3. The recombinant vector of claim 2, wherein the hLDLR comprises one or more amino acid substitutions selected from: N295D, H306D, V307D, N309A, D310N, L318H, and/or L318D, based on the numbering of SEQ ID NO:1.

4. The recombinant vector of claim 1, wherein the modified hLDLR comprises (b) an amino acid substitution of at least one of L769R, K809R and/or C818A, based on the numbering of SEQ ID NO:1, optionally in combination with an amino acid substitution of (a).

5. The recombinant vector of claim 1, wherein the vector is a recombinant adeno-associated virus (rAAV) vector.

6. The recombinant vector of claim 1, wherein the vector is a rAAV comprising a capsid selected from AAV8, rh64R1, AAV9, or rh10.

7. The recombinant vector of claim 1, wherein the expression cassette comprises a promoter which specifically directs expression of the modified hLDLr in liver cells.

8. A rAAV vector having an expression cassette comprising a modified hLDLR gene, wherein said hLDLR gene encodes a modified hLDLR comprising an L318D amino acid substitution, based on the numbering of SEQ ID NO:1.

9. The rAAV vector of claim 8, wherein the modified hLDLR further comprises a K809R and/or C818A amino acid substitution, based on the numbering of SEQ ID NO:1.

10. The rAAV vector of claim 8, wherein the vector comprises a capsid selected from AAV8, rh64R1, AAV9, or rh10.

11. The rAAV vector of claim 8, wherein the expression cassette comprises a promoter which specifically directs expression of the modified hLDLr in liver cells.

12. A pharmaceutical composition comprising a pharmaceutically acceptable carrier and a recombinant vector of claim 1.

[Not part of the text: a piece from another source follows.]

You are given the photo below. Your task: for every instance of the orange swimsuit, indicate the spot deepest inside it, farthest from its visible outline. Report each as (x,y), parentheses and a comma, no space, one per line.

13. A method for reducing circulating cholesterol levels by administering to a subject in need thereof a recombinant vector of claim 1, wherein said expression cassette further comprises regulatory control sequences which direct expression of modified hLDLR in the subject.

14. A method for reducing circulating cholesterol levels by administering to a subject in need thereof a rAAV vector of claim 8, wherein said expression cassette further comprises regulatory control sequences which direct expression of modified hLDLR in the subject.

15. A synthetic or recombinant hLDLR comprising:

(a) an amino acid substitution at one or more of N295, H306, V307, N309, D310, L318, and/or L318, based on the numbering of SEQ ID NO:1; or

(b) an amino acid substitution of any of (a) in combination with an amino acid substitution of at least one of K769R, K809R and/or C818A, based on the numbering of SEQ ID NO:1.

16. The synthetic or recombinant hLDLR of claim 15, wherein the one or more amino acid substitutions of (a) are selected from: N295D, H306D, V307D, N309A, D310N, L318H, and/or L318D, based on the numbering of SEQ ID NO:1.

17. A pharmaceutical composition comprising a synthetic or recombinant hLDLR protein of claim 15 and a pharmaceutically acceptable carrier.